New to VUDU: Week of November 6th, 2011

Aside from one obvious heavy-hitter (which everyone reading this blog will probably buy on Blu-ray anyway), this is a pretty slow week for VUDU. Oh well, that’s why it’s so nice that the streaming service has such a huge wealth of HD titles in the back catalog to browse through as well.

The following titles enter the VUDU stream this week:

  • ’13’ (11/8)
  • ‘Atlas Shrugged, Part 1’ (11/8)
  • ‘Beethoven’s Christmas Adventure’ (11/8)
  • ‘A Better Tomorrow’ (11/8)
  • ‘The Change-Up’ (11/8)
  • ‘Harry Potter and the Deathly Hallows, Part 2’ (11/11)
  • ‘In My Sleep’ (11/8)
  • ‘LeapFrog: Phonics Farm’ (11/8)
  • ‘Mr. Nice’ (11/11)
  • ‘Restitution’ (11/8)
  • ‘Sarah Palin: You Betcha!’ (11/4)

So, there’s the new ‘Harry Potter‘. It’s nice that VUDU is getting this on the same day as the Blu-ray release, but c’mon, you’re not going to rent this, are you? You probably already have the Blu-ray preordered. This is ownership material.

Perhaps a better candidate for rental would be ‘The Change-Up‘, the comedy starring Ryan Reynolds and Jason Bateman in a body-swapping switcheroo. Reviews on this weren’t great, but if you’re a fan of either actor, a one-time viewing might be worth a few laughs.

Try to follow this one: ‘A Better Tomorrow‘ is the 2010 South Korean remake of John Woo’s 1986 Hong Kong action classic, which was itself a knock-off of Brian De Palma’s ‘Scarface’, which was in turn a remake of a 1932 gangster film. And yet, with all that, the trailer (sorry, I couldn’t find an embeddable one with subtitles) looks like a pretty generic Asian action flick. I have the original Woo film on DVD. The disc looks like crap, but I think I’d rather watch that again than this.

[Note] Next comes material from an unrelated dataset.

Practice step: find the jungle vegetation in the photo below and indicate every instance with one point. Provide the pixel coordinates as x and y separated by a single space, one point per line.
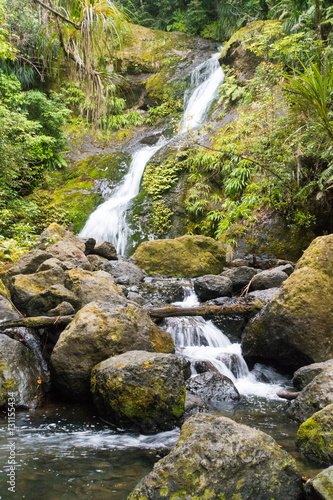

Political-minded viewers might find interest in ‘Sarah Palin: You Betcha!‘, the new documentary by British filmmaker Nick Broomfield (‘Heidi Fleiss: Hollywood Madam’, ‘Biggie & Tupac’) that tries to find the real woman beneath the public persona. Critical consensus has it that he doesn’t find much there, which is a real problem for both the subject and the movie. The trailer makes it look like he’s trying to pull a Michael Moore on her. I’ll let you form your own opinion on whether that appeals to you or not.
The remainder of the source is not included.